As you probably know, the template I recommend for user stories includes a “so that” clause: “As a type of user, I want some goal so that some reason.”
Many of you have asked if this long form of a user story is really necessary—can’t we leave out the “so that?” The short answer is, of course you can. As a matter of fact, you don’t need to use the template at all if it isn’t helpful for you.
However, I do believe that understanding a user’s motivation is crucial to developing the right functionality for users. After all, users know what their problems are. They do not, however, necessarily know the solutions to those problems.

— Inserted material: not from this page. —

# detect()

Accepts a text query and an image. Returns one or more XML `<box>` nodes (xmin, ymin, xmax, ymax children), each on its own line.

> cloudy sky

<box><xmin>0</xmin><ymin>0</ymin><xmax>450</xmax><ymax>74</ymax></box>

Let me give you a non-software example to illustrate. Years ago I was out of town working on a project. Because of some horrible pain on the left side of my stomach, I hadn’t been able to eat for three days. As soon as I finished the client engagement, instead of going to the airport to fly home, I went to the hospital.
I walked in grabbing my left side. By now the pain was intolerable. I told the nurse receptionist that I wanted to check into the hospital and have my appendix removed.
She told me she’d be happy to check me in, but she was pretty sure it wasn’t my appendix as the appendix is on the *opposite* side of my pain.
Essentially I’d shown up at the hospital with a story card saying, “I want my appendix out” or “remove appendix.” If a surgeon had delivered that feature request, I would have been no better for it and would have undergone unnecessary surgery.
I should have come into the hospital with a story of, “As a patient, I want my appendix removed so that the pain on my left side stops.” Saying why I wanted what I wanted helped the nurse and later the surgeon diagnose the real problem and deliver the appropriate solution.
Similarly, understanding a user’s reasons for wanting a particular feature can help a team deliver a more effective solution.